Pulmonary hypertension (PH), a serious disease that could lead to death. Due to its non-specific symptoms it might be diagnosed with 2.5 years delay. Here we reported an early diagnosed young patient with PH.
A 30-year-old female admitted with progressive dispnea for five years. TTE revealed high (70mmHg) pulmonary artery systolic pressure (PASP) and no left heart pathology. After the evaluation she had the diagnosis of idiopathic pulmonary arterial hypertension. In her physical examination attenuated second heart sound was auscultated. Pro-BNP was high (260ng/ml). Right heart catheterisation (RHC) revealed PAPmean: 54mmHg, PCWP: 10mmHg. 6MWD was 320m and she desaturated during the test. Bosentan was started . She had benefit with initial treatment (6MWT 520m) but she had progression at 30th month (6MWD:310m, Pro-BNP:324ng/ml, PASP:110mmHg). Inhaler ilioprost was added. At 60th month sildenafil was added due to progression of dispnea. At 72th month progression with bilateral pretibial edema in lower extremities was detected (FC III, 6MWD:280m, Pro-BNP:382ng/ml, PABmean:75mmHg).
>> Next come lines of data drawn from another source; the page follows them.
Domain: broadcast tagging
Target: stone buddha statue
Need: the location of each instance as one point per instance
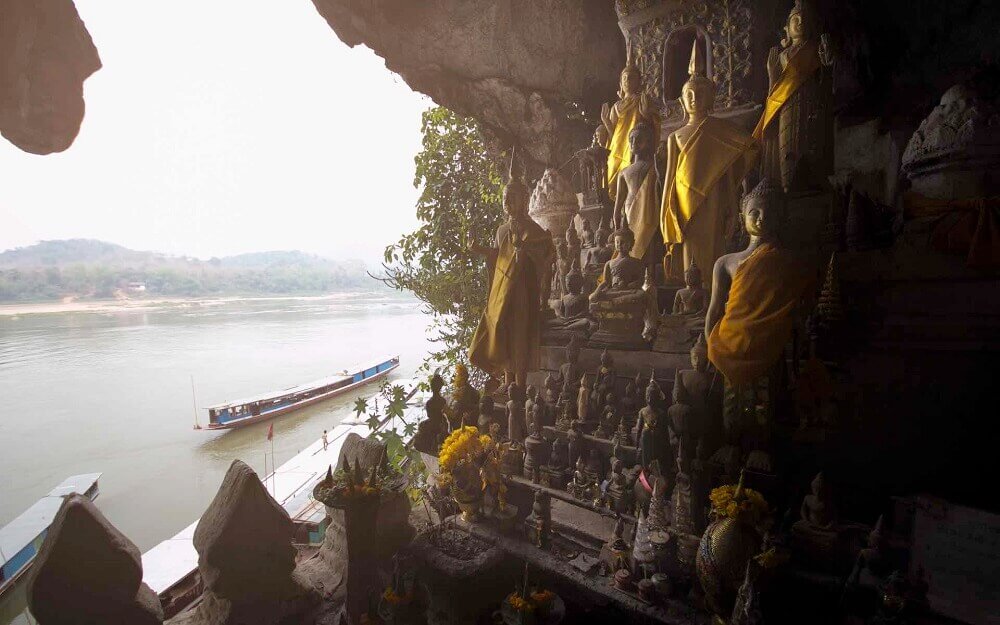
(624, 311)
(755, 297)
(796, 126)
(706, 161)
(486, 414)
(632, 107)
(508, 338)
(651, 436)
(516, 419)
(637, 203)
(588, 239)
(432, 430)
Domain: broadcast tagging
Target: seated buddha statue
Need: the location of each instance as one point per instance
(624, 311)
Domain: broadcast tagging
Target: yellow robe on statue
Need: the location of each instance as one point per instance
(763, 297)
(703, 192)
(509, 332)
(642, 210)
(801, 66)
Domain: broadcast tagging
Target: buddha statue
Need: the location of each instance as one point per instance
(555, 473)
(536, 450)
(516, 421)
(796, 126)
(588, 240)
(573, 244)
(432, 430)
(637, 200)
(626, 314)
(570, 371)
(632, 107)
(755, 296)
(651, 437)
(706, 161)
(508, 337)
(486, 414)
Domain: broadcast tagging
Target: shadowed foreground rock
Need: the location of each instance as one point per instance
(246, 558)
(89, 572)
(45, 55)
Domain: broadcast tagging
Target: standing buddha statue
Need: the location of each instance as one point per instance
(798, 149)
(706, 161)
(621, 117)
(508, 337)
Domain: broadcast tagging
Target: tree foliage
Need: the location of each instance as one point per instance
(460, 201)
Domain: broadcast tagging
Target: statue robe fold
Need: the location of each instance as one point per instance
(757, 324)
(642, 210)
(703, 192)
(509, 332)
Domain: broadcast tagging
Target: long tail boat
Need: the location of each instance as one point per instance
(241, 412)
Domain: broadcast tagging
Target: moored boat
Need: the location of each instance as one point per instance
(241, 412)
(21, 539)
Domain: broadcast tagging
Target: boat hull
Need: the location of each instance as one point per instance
(277, 412)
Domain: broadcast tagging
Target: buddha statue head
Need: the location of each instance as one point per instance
(692, 276)
(698, 93)
(762, 210)
(641, 141)
(699, 354)
(624, 239)
(801, 23)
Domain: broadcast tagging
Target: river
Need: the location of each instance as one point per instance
(110, 390)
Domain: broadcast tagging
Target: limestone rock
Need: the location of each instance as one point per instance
(89, 572)
(244, 539)
(519, 67)
(45, 55)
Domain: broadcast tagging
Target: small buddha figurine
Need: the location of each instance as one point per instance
(690, 410)
(622, 435)
(535, 449)
(588, 239)
(604, 249)
(516, 421)
(433, 429)
(583, 399)
(570, 371)
(573, 244)
(692, 299)
(651, 437)
(818, 508)
(486, 417)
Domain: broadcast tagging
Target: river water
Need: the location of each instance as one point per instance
(110, 391)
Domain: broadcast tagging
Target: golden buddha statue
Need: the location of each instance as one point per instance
(509, 333)
(621, 117)
(798, 149)
(638, 196)
(706, 161)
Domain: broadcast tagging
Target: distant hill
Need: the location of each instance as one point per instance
(90, 269)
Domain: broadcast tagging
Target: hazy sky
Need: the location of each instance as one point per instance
(222, 127)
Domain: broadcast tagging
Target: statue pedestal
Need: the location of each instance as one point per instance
(620, 323)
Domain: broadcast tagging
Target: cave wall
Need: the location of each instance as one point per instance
(529, 70)
(45, 55)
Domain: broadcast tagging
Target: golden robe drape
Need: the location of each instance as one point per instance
(703, 191)
(803, 64)
(509, 332)
(643, 212)
(764, 294)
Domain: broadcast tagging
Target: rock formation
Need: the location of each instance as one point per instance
(89, 572)
(46, 55)
(246, 558)
(518, 67)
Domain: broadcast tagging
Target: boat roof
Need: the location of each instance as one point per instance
(301, 388)
(20, 532)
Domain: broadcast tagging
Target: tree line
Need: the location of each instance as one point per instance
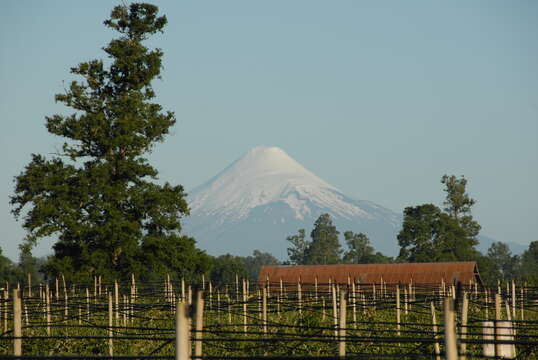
(428, 234)
(102, 200)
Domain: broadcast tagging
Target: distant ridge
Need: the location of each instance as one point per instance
(265, 196)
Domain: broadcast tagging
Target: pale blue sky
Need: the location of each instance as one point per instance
(379, 98)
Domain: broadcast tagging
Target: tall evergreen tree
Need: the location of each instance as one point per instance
(325, 246)
(99, 194)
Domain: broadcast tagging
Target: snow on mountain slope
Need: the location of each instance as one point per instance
(265, 196)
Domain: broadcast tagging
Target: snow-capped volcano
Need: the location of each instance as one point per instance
(265, 196)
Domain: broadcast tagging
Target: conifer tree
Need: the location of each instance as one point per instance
(99, 195)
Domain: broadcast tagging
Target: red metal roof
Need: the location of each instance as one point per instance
(418, 273)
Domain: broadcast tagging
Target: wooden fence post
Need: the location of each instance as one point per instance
(199, 324)
(342, 325)
(464, 312)
(450, 332)
(335, 312)
(17, 323)
(503, 331)
(264, 311)
(436, 347)
(110, 321)
(488, 333)
(398, 310)
(244, 307)
(182, 332)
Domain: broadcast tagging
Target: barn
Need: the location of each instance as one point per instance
(417, 273)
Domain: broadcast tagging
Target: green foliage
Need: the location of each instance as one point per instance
(299, 246)
(529, 263)
(8, 270)
(225, 269)
(360, 251)
(505, 266)
(255, 262)
(325, 246)
(431, 235)
(98, 195)
(458, 204)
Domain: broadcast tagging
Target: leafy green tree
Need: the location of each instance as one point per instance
(360, 252)
(505, 266)
(30, 265)
(299, 246)
(255, 262)
(8, 271)
(359, 248)
(429, 235)
(99, 195)
(458, 204)
(226, 267)
(529, 263)
(325, 246)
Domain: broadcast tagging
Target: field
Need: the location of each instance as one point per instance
(270, 320)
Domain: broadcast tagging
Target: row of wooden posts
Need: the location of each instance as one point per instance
(492, 330)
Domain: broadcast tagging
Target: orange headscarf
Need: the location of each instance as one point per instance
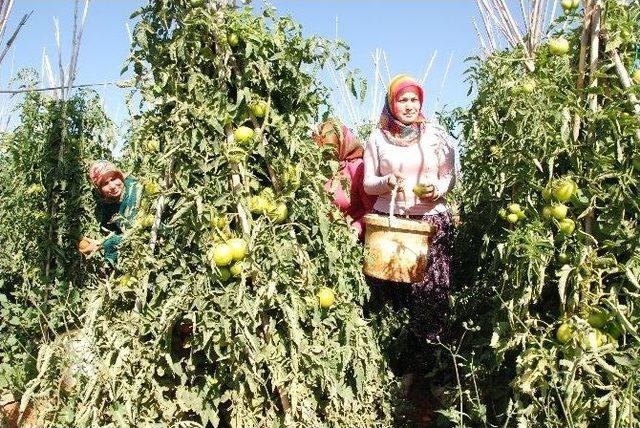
(333, 133)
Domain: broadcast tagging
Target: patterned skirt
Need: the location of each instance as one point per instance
(427, 301)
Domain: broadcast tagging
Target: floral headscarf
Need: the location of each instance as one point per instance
(101, 171)
(338, 135)
(394, 130)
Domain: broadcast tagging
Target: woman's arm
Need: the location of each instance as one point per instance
(373, 183)
(110, 247)
(446, 168)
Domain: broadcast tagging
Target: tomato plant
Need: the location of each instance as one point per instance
(262, 351)
(546, 304)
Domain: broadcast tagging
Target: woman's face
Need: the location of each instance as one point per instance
(407, 107)
(113, 188)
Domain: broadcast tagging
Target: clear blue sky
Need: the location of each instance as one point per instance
(409, 32)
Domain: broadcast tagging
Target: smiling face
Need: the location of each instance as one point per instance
(407, 107)
(112, 188)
Intravenous epoprostenol infusion was considered due to clinical deterioration. At 90th month her FC was I and 6WMD increased to 500m with iv epoprostenol 25ng/kg/min.
Early diagnosis of PH improve the survival of the patients. If there is no satisfying answer is gained during the monotherapy, it should be switched to combination therapy. The patients with progressive dispnea under the treatment of combination therapy, IV epoprostenol treatment should start without any delay.